Conan The Avenger #21
“A Witch Shall Be Born” Part 2
Writer: Fred Van Lente
Artist: Jose Luis
Conan’s greatest ordeal!
A false queen—the evil twin sister of the rightful ruler—sits on the throne of Khauran. After quashing Conan’s brief rebellion against the impostor, the brutal mercenary leader Constantius orders the Cimmerian to be crucified. Now, Conan will suffer the most agonizing ordeal of his life. Featuring the most famous sequence in the Conan canon: Conan’s crucifixion!
We’ve seen it in the movie, and now we get to see it in panels in the Comics. In Conan The Avenger #21, the majority of the issue deals with Conan’s crucifixion. It was to not think of a certain Canadian hero who was also crucified in the Australian outback in comics years ago since he was crucified on a nearly perfect wooden “X”. But back to Conan, the issue is pretty hard to get thru without being thirsty or thinking of all the pain that Conan is going thru.

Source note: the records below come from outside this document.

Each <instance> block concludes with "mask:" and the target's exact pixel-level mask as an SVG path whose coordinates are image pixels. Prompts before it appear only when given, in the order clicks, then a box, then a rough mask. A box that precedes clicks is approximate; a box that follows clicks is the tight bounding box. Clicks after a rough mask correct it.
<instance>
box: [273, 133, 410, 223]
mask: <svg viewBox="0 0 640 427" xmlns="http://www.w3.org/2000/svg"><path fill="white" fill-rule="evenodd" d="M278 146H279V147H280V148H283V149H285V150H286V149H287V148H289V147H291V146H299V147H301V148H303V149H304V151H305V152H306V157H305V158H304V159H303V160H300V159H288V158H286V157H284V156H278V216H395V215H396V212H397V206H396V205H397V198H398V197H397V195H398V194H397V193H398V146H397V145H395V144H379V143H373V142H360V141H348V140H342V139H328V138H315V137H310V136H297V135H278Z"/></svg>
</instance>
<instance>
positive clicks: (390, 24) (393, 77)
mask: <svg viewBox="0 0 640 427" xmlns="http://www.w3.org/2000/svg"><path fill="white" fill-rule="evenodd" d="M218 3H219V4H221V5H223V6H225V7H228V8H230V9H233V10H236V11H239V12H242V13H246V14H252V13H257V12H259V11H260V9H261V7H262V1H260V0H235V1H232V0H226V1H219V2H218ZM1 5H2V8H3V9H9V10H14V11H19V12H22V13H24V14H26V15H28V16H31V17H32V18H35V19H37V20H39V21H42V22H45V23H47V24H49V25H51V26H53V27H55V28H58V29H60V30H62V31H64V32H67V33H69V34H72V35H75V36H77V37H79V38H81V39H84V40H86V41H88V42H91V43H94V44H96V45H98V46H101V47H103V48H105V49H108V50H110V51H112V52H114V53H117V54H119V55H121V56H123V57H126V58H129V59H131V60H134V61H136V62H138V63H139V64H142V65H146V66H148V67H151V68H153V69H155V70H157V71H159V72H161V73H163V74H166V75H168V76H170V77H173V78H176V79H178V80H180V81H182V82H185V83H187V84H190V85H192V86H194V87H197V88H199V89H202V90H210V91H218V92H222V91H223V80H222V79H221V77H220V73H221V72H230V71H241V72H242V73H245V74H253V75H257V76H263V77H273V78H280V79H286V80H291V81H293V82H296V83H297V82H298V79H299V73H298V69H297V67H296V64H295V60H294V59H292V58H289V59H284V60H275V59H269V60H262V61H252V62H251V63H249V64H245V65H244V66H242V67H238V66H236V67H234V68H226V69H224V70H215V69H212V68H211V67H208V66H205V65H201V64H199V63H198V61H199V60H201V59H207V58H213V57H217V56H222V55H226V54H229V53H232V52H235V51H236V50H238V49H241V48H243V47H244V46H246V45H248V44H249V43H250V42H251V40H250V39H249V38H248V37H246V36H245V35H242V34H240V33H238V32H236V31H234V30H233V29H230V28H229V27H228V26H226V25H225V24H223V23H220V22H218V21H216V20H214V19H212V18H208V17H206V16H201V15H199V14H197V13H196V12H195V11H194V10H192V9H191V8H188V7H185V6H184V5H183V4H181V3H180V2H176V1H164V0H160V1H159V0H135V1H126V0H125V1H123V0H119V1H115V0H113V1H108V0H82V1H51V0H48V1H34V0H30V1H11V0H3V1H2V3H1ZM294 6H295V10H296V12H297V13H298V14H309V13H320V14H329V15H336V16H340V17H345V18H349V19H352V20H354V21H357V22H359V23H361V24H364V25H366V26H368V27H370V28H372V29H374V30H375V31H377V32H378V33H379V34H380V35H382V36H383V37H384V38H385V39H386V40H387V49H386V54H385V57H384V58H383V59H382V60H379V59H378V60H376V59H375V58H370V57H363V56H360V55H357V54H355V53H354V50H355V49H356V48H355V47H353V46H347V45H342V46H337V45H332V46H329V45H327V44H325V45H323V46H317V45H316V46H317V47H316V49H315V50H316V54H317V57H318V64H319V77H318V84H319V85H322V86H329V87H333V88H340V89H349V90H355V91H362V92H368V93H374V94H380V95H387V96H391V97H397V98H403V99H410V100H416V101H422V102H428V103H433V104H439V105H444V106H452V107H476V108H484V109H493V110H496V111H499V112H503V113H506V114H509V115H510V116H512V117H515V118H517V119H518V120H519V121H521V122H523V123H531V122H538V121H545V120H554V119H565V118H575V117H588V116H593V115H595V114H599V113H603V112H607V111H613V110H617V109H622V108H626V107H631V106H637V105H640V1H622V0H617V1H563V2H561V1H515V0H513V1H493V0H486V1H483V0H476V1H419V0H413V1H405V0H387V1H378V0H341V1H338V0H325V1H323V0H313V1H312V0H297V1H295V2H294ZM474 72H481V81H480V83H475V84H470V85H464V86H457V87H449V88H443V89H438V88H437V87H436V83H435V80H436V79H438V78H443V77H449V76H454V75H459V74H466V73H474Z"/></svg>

The vicinity of the story doesn’t take place but maybe a few feet around Conan and the desert around him. It could almost pass as a silent issue if you cut out all the dialogue (there really isn’t a whole lot. Mostly word boxes to help the story flow and progress) and watch all the facial expressions that he makes during his pain, hunger, thirst, and the struggle. It was great chemistry between the entire team to make an issue like this happen with the Dialogue, art, inks, and especially the colors.
Lobster Johnson: The Glass Mantis
Writer: Mike Mignola & John Arcudi
Artist: Toni Fejzula
Murder interrupts the opening of a new exhibit at the Metropolitan Museum. Lobster Johnson investigates to find out what makes a blown-glass sculpture worth killing for.
Lobster Johnson: The Glass Mantis (22 in a series) does what a lot of comics don’t do very much these days. The book was able to keep a story almost like a one-shot contained into a simple, regular sized comic book. Having a theatre background, I felt the title was giving props to the classic play “The Glass Menagerie” Which was pretty awesome to do. The artist treats us to several glass blown objects throughout the story. (Including a big surprise one!)
The story of The Glass Mantis takes place in the 1930’s in the middle of Lobster Johnson’s crime fighting days. A prominent murder interrupts the opening of a new exhibit at the Metropolitan Museum. The assassination prompts Lobster Johnson to investigate what the glass blown sculpture, The Glass Mantis, was worth killing someone for.
The read is a treat for people who are a fans of old-time adventures and period time pieces. It has light science fiction, and supernatural elements added to enhance the mystery and action. The colors aren’t bold, but they aren’t dull either. Almost a neutral tone that reminds you that this is a flashback story that you are reading. The story reads fast, but there are plenty of surprises to satisfy. The ending ends with good closure, and makes you wish that they would revisit this again sometime in the future.